I love looking at people’s hands.

My fascination with hands started when I learned how to I.V cannulate.  I found myself subconsciously evaluating the potential ease or difficulty an I.V start would be, even absentmindedly tapping along the length of a vein (usually creeping out the boyfriend or family member).

Now that I’ve been learning so much about how many clues the hands and nails can reveal regarding systemic pathology, I’m becoming borderline obsessive about looking at the hands of people around me…hoping to see some obscure clue to illness.

Last night I came across a quote in my favorite textbook, “Hamilton Bailey’s Demonstrations of Physical Signs in Clinical Surgery” which I thought encapsulated my rekindled curiosity,

“Regarding the hands, ‘one does not need the mysteries of palmistry to read in them something of the past, a great deal of the present, and even a little of the future.
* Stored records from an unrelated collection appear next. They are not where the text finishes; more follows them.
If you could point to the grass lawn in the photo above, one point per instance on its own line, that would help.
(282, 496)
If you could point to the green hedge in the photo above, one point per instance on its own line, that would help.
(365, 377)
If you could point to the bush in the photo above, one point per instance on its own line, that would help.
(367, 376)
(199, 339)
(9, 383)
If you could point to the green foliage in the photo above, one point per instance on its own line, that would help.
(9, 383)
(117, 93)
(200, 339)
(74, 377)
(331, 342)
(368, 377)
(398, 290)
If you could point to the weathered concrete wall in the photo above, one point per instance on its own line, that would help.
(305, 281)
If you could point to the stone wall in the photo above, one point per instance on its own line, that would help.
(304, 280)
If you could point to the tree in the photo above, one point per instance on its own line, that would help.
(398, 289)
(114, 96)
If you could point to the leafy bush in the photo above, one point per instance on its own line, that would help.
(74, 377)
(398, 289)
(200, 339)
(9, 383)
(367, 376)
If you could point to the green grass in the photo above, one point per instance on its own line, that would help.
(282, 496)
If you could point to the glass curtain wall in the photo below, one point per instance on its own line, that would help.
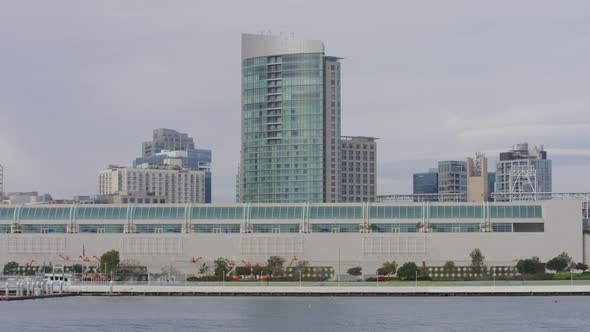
(282, 128)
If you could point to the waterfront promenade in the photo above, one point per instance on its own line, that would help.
(330, 290)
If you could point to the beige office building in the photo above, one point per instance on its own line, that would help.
(177, 185)
(358, 168)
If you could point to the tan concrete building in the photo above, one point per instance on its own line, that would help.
(477, 178)
(177, 185)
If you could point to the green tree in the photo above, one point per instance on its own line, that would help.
(220, 267)
(169, 270)
(582, 267)
(560, 263)
(477, 261)
(355, 271)
(407, 271)
(449, 267)
(276, 265)
(389, 268)
(530, 266)
(77, 268)
(11, 268)
(131, 269)
(258, 270)
(109, 261)
(204, 269)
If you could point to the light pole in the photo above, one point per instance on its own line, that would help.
(494, 274)
(377, 277)
(338, 266)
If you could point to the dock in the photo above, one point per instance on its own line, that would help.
(156, 290)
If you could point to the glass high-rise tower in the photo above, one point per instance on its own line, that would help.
(290, 121)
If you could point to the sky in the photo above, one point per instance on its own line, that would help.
(83, 83)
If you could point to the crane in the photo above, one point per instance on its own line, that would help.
(85, 259)
(196, 259)
(30, 263)
(295, 258)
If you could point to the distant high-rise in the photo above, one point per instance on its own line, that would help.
(290, 150)
(358, 169)
(477, 178)
(452, 177)
(191, 159)
(523, 169)
(167, 139)
(425, 183)
(171, 181)
(491, 185)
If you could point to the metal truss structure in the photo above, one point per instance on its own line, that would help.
(422, 198)
(540, 196)
(523, 179)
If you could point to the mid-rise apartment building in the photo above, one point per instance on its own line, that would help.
(358, 169)
(167, 139)
(176, 184)
(452, 177)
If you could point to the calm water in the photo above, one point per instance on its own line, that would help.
(297, 314)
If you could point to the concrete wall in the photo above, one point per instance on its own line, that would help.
(562, 220)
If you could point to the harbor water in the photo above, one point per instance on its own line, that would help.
(121, 313)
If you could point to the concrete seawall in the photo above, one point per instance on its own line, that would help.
(138, 290)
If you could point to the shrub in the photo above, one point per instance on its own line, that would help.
(11, 268)
(449, 267)
(559, 263)
(477, 261)
(407, 271)
(355, 271)
(77, 268)
(243, 270)
(276, 265)
(109, 261)
(530, 266)
(220, 267)
(582, 267)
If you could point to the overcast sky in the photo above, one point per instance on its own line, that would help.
(83, 83)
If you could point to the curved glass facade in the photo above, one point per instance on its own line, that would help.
(283, 128)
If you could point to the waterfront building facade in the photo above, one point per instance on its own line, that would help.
(176, 184)
(290, 149)
(343, 235)
(358, 169)
(167, 139)
(524, 169)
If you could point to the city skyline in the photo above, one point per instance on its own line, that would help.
(437, 83)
In them is written the record of age and sex; of occupation and habits; of skill or ineptitude; of hard work or indolence’ (Cutler)."

4 comments:

Just Me said...

Good for YOU!!! It's a lost art, but I've found it has found some amazing things - severe anemia, how about Mees lines - seen them (high lead levels causing inc BP in a menopausal woman), clubbing, and kidney disease. I think of what it must have been like for my great-great grandfather doctoring in the 18th.

Solitary Diner said...

I recently saw Terry's nails and a Dupuytren's contracture in a chronic liver disease patient, and I was so excited! It's interesting how the body provides so many clues as to what's going on when we know what to look for.

(Of course, often it's still easier to just run the blood test.)

Cartoon Characters said...

So true!!

btw, i posted a cartoon for you! ;)
Hope your Christmas break is a good one!

iamnothouse.com said...

The list of hand findings is really interesting, and impressive if you can catch something subtle, but often too difficult to commit to memory.

I mostly just assess people's vocations from their hands. Youd be surprised how many mechanics are surprised that I deduced "grease on hands" implied their profession.